I am a native in this world And think in it as a native thinks

Wednesday, November 30, 2016

The Pillar Portrait

A not-great phone photograph of a not terribly well-executed and very badly maintained oil painting.

But as it's the only recorded likeness of the three Bronte sisters -- that's Anne on the left, Emily in the middle, and Charlotte, by herself, on the right -- it's of great historical importance. It was painted by their wastrel brother Branwell, who was originally part of the group, sitting between Emily and Charlotte. He painted a pillar over his likeness, but because he didn't mix his paints properly they faded and you can now see the ghostly outlines of the figure that was once there.

I saw this painting many years ago at the National Portrait Gallery in London, but it was wonderful to encounter it again at a Charlotte Bronte exhibition at the Morgan Library that I went to a couple of days before I left for Iceland. 

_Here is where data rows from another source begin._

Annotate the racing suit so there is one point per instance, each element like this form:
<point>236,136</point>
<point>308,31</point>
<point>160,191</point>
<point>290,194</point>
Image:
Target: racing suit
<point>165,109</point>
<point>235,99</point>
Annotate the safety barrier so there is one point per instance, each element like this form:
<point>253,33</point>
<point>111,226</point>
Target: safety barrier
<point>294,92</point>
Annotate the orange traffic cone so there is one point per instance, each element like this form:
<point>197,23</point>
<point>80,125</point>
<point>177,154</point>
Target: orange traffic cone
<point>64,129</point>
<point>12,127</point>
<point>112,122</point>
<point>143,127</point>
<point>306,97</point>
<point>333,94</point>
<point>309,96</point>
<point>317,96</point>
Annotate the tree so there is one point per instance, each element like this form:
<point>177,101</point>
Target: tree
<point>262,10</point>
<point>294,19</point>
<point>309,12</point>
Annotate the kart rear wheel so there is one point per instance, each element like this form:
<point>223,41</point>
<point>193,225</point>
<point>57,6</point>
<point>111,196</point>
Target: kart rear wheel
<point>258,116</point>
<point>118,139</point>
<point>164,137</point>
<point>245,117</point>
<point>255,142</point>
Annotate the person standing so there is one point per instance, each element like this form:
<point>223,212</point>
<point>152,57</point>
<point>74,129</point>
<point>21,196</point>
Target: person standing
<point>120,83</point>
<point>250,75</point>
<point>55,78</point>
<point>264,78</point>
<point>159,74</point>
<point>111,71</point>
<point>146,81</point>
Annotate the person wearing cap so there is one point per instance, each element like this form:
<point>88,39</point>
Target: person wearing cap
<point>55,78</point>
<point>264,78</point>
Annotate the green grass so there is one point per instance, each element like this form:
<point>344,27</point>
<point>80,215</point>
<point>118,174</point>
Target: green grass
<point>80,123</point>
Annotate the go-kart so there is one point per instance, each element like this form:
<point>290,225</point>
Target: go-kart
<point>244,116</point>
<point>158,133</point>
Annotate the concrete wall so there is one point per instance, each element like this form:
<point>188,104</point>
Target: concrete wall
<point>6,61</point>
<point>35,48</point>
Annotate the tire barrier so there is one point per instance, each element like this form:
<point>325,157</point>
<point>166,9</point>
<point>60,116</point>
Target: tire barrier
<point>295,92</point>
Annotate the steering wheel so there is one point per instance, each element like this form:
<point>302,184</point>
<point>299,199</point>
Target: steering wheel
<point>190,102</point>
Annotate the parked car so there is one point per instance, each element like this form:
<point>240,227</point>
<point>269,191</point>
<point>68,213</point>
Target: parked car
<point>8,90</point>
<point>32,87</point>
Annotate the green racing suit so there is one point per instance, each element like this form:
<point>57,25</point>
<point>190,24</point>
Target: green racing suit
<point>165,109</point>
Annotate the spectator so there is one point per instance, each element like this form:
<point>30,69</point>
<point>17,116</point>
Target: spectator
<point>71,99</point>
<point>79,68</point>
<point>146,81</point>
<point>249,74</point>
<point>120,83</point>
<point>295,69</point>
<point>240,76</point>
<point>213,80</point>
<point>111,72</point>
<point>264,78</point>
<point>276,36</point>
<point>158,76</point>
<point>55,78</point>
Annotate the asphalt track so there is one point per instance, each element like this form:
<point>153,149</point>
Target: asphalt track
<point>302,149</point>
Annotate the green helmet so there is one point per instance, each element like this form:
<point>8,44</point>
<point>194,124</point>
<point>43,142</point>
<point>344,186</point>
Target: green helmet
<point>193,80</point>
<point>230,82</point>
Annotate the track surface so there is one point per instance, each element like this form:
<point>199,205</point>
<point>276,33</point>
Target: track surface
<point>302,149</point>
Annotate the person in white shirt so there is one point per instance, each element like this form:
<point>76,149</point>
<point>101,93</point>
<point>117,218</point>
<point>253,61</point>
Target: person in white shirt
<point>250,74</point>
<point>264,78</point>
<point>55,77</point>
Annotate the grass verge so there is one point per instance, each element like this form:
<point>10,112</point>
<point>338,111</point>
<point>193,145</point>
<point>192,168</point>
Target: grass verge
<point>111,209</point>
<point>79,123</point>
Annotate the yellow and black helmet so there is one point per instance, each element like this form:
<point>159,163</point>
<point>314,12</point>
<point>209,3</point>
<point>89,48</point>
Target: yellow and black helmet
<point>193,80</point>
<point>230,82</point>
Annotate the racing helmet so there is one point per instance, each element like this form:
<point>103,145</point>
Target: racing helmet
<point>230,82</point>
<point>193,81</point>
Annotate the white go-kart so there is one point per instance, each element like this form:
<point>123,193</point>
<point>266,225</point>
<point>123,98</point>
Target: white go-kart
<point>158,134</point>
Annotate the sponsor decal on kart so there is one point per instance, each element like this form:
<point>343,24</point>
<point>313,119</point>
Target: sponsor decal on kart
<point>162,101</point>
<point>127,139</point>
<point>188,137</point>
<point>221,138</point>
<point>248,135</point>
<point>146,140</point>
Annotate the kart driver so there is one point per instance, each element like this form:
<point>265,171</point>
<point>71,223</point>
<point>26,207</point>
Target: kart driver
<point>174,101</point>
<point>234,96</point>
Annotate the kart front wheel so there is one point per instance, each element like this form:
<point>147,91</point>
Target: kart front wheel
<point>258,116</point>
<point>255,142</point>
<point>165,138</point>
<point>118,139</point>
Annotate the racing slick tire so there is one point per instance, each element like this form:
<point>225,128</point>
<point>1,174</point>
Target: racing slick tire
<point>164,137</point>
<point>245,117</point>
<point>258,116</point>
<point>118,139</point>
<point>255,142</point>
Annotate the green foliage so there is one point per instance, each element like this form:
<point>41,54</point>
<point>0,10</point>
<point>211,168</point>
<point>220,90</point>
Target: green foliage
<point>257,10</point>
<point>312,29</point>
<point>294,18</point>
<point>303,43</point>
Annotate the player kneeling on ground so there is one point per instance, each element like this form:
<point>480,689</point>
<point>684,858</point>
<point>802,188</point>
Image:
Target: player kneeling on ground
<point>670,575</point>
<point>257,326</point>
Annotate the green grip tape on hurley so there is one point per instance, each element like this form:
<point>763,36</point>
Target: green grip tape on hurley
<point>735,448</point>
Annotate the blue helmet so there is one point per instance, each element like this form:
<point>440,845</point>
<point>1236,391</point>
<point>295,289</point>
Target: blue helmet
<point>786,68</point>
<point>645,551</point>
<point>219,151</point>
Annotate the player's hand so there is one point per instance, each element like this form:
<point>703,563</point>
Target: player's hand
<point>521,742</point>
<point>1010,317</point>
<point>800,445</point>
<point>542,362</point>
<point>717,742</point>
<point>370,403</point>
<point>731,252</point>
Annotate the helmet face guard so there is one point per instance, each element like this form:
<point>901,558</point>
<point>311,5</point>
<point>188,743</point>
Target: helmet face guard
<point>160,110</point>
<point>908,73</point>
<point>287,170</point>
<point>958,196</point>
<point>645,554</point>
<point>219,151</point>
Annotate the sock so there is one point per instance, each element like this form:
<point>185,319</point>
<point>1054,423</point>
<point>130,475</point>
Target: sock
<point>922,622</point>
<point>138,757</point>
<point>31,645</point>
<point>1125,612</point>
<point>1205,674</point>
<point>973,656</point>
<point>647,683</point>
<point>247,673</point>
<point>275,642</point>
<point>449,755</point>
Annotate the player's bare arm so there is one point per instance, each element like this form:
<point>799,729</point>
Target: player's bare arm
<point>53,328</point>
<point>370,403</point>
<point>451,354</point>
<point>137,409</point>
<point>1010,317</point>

It was the frontispiece in my first copy of Jane Eyre, an abridged version our neighbor Fran Owens bought me at the Green Apple bookstore in San Francisco when I was ten or eleven. (I had originally picked out a copy of The Odyssey -- yeah, I was a weird kid -- but Fran refused to buy it, telling me I'd get quite enough of that in high school.) I read that book at least half a dozen times before graduating to an unabridged paperback, and I loved the long introduction with the stories of the famous siblings -- the chilly parsonage, the tragic early deaths, Angria and Gondal -- as much as I loved the actual novel.